Boris has gone. He really has. The biggest personality in postwar British politics, bigger even than Churchill, has been brought down. His many opponents are jubilant, his many supporters distraught.
Boris, as befits someone of such incredible charisma (he was always Boris, never Johnson), divided opinion like no other. Those who loved him point to his can-do sunny optimism, inclusive patriotism, utter lack of malice, and spectacular ability to reach across the political divide and garner support from Britain’s “left-behinds,” who had either never voted Conservative before or never voted at all. The posh boy, schooled alongside royalty at Eton and Oxford, was far more popular among the common people of England’s northern industrial heartlands than he was among the university-educated elites who dominate Britain’s business and cultural institutions. Boris may have had some supporters in the BBC, the Confederation of British Industry, and the Foreign Office. But not many. Yet, go to inner Stoke or outer Macclesfield, and he was adored.
Those who hated him (and yes, the word “hate” is accurate) describe him as a disgrace, a charlatan, and a chancer, someone who bent the truth at will, lied when it suited him, and demeaned the high office he was privileged to hold. He conned the British public over Brexit, they claim, promising what could never be delivered, and then broke his own COVID lockdown rules, which he expected everyone else to follow.
It would be churlish of his supporters not to admit that there is an element of truth to these criticisms. Boris was all too human, often blurting out what was convenient rather than strictly true, because, well, it was convenient. And then we’d go through a familiar process of woolly explanations, denials, and finally apologies. Goodness knows how many women he’s left in his wake, and how many children from how many relationships. Is it seven kids? We’ve lost count.
Perhaps the combination of very human failings and a vengeful British elite meant that Boris stood little chance of lasting.
Yet he was a serial election-winner. London has been a socialist city since the year dot, but Boris won it twice as Conservative mayor. In 2016, he campaigned for Britain to exit the EU, and his influence and unofficial leadership for “Leave” swept all before it. Simply put, Britain would not have voted for Brexit without Boris. And then, in 2019, he rescued the Conservative Party from the dire Theresa May and within a matter of months had won a landslide victory in a general election, saving the country from the hard-left Labour candidate, Jeremy Corbyn, who made Bernie Sanders look thoroughly moderate and mainstream. It was the biggest Conservative majority since Margaret Thatcher in 1987. I’d say it saved the country from Corbyn ruin.

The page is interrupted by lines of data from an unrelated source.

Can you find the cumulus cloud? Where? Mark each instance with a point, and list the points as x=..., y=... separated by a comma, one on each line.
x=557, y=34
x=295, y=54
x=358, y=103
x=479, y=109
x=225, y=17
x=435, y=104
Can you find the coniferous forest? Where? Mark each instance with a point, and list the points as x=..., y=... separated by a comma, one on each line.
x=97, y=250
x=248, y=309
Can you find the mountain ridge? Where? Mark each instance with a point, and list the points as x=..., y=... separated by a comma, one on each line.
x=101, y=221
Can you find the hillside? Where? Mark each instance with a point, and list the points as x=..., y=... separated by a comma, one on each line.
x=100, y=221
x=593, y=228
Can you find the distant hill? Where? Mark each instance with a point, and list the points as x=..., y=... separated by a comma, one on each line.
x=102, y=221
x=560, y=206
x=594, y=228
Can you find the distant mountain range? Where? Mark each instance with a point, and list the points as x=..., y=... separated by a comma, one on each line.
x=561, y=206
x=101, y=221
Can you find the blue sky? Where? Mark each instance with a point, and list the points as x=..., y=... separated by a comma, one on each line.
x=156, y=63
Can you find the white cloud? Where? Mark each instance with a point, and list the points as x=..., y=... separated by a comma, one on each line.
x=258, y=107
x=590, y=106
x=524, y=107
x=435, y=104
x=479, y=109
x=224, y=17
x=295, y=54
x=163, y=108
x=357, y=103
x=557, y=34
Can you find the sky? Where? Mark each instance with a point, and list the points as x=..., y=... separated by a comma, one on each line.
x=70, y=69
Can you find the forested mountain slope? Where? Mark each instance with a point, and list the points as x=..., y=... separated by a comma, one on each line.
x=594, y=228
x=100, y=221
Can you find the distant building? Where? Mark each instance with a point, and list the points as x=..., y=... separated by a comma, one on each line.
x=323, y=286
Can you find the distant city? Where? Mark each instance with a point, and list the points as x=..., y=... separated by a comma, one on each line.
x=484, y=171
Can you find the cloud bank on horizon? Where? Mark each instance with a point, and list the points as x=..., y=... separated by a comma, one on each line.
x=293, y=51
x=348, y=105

So, what brought him down? Two things. First, his own failings. As an instinctive libertarian, he was reluctant to impose lockdown on Britain. But when he was bullied into it by his own advisers, it was only a matter of time before he’d break his own rules, with photographs emerging of him drinking wine with colleagues at a time when any social contact of any sort was, absurdly, prohibited. He then denied, obfuscated, and finally apologized — the same old story.
Then, just this past week, he denied, obfuscated, and finally apologized over his prior knowledge that one of his senior ministers, Chris Pincher, had been accused of sexual harassment of young men. It was a terrible Boris own goal. If he’d come clean right away, he’d still be in office now. But, somehow, he couldn’t. It was the final straw for many of his own side. Terrible headlines day after day drained his support.
But the second element that brought him down was the sheer thirst for revenge of those who hate (that word again) Brexit and want to destroy the man most responsible for it. It is hard to overstate the disgust that many Britons, especially those in Britain’s elite institutions, have for the whole concept of leaving the EU — never mind that it was the democratic will of the British people — and their determination to overturn the vote, whatever it takes. It is a divide every bit as great and unforgiving as between those in the U.S. who are pro-choice and pro-life. And if you get on the wrong side of Britain’s elites, you’re in big trouble. Yes, Boris broke his own lockdown rules. But the way the unashamedly pro-EU broadcasters such as the BBC reacted, you’d have thought he was serial killer who drowned orphans in his spare time.
Perhaps that combination of very human failings and a vengeful British elite meant that Boris stood little chance of lasting.
But in his three years in power, he got the big things right. He got Brexit done when nobody believed it possible. He was determined to release Britain from lockdown purgatory, despite his opponents saying he was reckless to do so — and he was proved right when COVID cases actually fell. And, unlike the appeasers in France, Germany, and Italy, he offered principled and forthright support for Ukraine’s President Volodymyr Zelensky. The fact that Vladimir Putin is celebrating Boris’s demise tells you all you need to know.
His supporters will miss him. Those who deposed him may live to regret it. And life without Boris will be a whole lot less colorful. We wish him well. We’ll miss him.